At Allied Lyons, non-lawyers were being brought in to evaluate the proposals from the solicitors' firms - fellow lawyers may be kinder in their judgement. Procter & Gamble, for example, has not used the 'beauty parade' for its external legal work. Bob Downey, the company's legal head, is a former chairman of the Law Society's commerce and industry group. 'Price is only one part of the equation and not necessarily the most important one. It's important to have a good working relationship with the people you are dealing with,' he says.

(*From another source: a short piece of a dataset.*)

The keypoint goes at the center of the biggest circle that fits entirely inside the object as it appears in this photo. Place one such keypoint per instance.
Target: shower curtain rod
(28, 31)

The Prudential is another organisation that has rationalised the number of law practices it deals with. The company's central legal team has produced a list of 30 firms that its branches are authorised to use for general insurance work. Price and billing arrangements have been discussed with each of the firms by the in-house legal department. According to Prudential's legal head, Derek Councell: 'If you're not careful you end up paying too much. But there's much more openness now in terms of the billing arrangements of firms.'

Mr de Forte, however, believes that law firms have a long way to go in terms of understanding the tender process. He has seen submissions that he says were 'semi- literate'. 'Lawyers are not very good at this,' he says. 'They define themselves by their technical skills. It is extremely rare to see a proposal where the lawyers give a buyer any real steer on why they should use their firm.'

The most common mistake, he says, is for the lawyers to concentrate on presenting themselves while hardly making a mention of the clients' needs. They also repeat themselves, include irrelevant information, make unsupported claims about user- friendliness and neglect important issues such as fees and are unable to prove the value of their services to the client. Many lawyers, Mr de Forte believes, are scared of the process and often turn down opportunities to talk to the client before the formal presentations.

From the client's point of view price is frequently not the overriding concern. While fee cuts of 30 per cent are common in the auditing profession as a result of beauty parades, cuts in the legal world tend to be much smaller - around 10 per cent.

The issue of control is often of more importance to the client than cost, Mr de Forte says. 'What clients are worried about, above all, is how to get a measure of the cost-effectiveness of the legal services they buy. In a world where advice can cost more than the problem, how can they stop over-lawyering?'

Mr Gibb may not be particularly popular with the legal profession, but he has played a very significant role in pointing out that a revolution is taking place. Now that clients will no longer be submissive, will the legal world ever be the same?